5. Melihat hasil peta
Tahap ini merupakan tahap yang dilakukan untuk melihat hasil dari layer-layer
yang telah dihasilkan berdasarkan query dan telah dilakukan penyesuaian terhadap
style sesuai tipe layernya. Pada Geoserver untuk melihat peta sesuai layer yang telah dibuat, dapat mengakses menu Layer Preview. Namun menu ini diakses pada Geoserver, sedangkan untuk melakukan pemanggilan terhadap layer yang telah dibuat ke dalam sistem, digunakan suatu library OpenLayers atau GeoExt. Gambar 7 di bawah ini merupakan contoh tampilan peta dan query pada
Gambar 7 Tampilan peta dan query pada Geoserver.

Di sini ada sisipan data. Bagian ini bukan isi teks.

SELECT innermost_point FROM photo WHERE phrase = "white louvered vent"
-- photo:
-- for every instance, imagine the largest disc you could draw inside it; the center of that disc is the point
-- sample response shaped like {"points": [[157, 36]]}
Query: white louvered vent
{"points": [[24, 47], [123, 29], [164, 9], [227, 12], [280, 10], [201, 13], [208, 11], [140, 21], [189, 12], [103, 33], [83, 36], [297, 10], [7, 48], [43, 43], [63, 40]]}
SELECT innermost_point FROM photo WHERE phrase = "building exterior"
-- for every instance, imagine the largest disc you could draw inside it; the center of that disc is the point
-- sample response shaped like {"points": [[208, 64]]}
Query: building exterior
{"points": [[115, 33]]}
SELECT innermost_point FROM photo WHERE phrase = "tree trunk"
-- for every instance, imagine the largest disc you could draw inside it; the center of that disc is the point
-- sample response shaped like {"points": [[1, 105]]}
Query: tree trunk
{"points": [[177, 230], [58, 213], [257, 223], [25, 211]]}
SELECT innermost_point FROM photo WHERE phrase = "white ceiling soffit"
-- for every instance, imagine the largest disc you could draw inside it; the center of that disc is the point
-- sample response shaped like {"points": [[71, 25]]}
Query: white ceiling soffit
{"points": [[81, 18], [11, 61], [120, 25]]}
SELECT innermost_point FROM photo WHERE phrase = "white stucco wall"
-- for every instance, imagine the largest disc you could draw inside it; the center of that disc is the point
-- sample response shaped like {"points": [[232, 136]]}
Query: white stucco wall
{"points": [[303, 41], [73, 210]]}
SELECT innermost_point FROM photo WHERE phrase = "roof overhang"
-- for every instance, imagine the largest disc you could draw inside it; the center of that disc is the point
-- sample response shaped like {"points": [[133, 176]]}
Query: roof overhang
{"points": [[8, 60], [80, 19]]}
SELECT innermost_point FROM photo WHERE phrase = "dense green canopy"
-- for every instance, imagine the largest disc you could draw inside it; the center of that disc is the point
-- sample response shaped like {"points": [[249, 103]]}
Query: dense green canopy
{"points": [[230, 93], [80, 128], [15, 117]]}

Pada gambar diatas menunjukan tampilan peta disertai data hotspot tahun 2009 sesuai query yang diberikan.
4.7 Uji Query
Uji query yang pertama dilakukan untuk menguji spatio-temporal data warehouse apakah telah sesuai dengan kebutuhan dan memeriksa apakah operasi dasar OLAP berhasil diimplementasikan untuk data spasial. Query yang digunakan untuk menguji sistem ini adalah query dalam bentuk fungsi MDX. Fungsi MDX mendukung query untuk objek multidimensional dan menjalankan perintah-perintah yang mampu menghasilkan dan memanipulasi data dari objek tersebut. Pada penelitian ini, MDX yang digunakan mampu mendukung query
biasa dan query spasial. Uji query yang kedua dilakukan untuk menyeleksi wilayah atau lokasi pada peta dan hotspot pada waktu tertentu. Query ini merupakan filter yang berupa CQL (Common Query Language) dalam Geoserver.
1. Query biasa
Struktur query ini mirip dengan query database relasional, Structured Query Language (SQL). Query ini mendukung operasi dengan konsep model data logika. Ilustrasi query yang diujikan adalah sebagai berikut:
Select
{[Satelit].[Semua Satelit]} ON rows from forestfire_spatialcube
where [Waktu].[2002]
Query tersebut menampilkan jumlah hotspot dari semua satelit pada tahun 2002. Ilustrasi tampilan hasil query dapat dilihat pada Gambar 8.
Gambar 8 Hasil QueryMDX biasa. 2. Query spasial
Query ini mendukung model data spasial Open Geodata Interchange Standard (OGIS). Model data OGIS mampu menangani bentuk geometri seperti
point, polygon, curve dan tipe lainnya, serta mampu mengeksekusi operasi query
spasial seperti ST_Within, ST_Area, ST_Contains, dan operasi lainnya. Ilustrasi
query spasial yang diujikan dalam penelitian ini adalah sebagai berikut: SELECT {[Measures].[Jumlah_Hotspot]} ON COLUMNS,
Filter( {[Lokasi].[Hotspot].members}, ST_Within( [Lokasi].CurrentMember. Properties("hotspot_geom"), ST_GeomFromText("POINT ((139.16 -3.27))") ) ) ON ROWS FROM [forestfire_spatialcube]
WHERE [Waktu].[1997]
Query tersebut menghasilkan jumlah hotspot pada koordinat point yang didefinisikan. Ilustrasi tampilan hasil query dapat dilihat pada Gambar 9.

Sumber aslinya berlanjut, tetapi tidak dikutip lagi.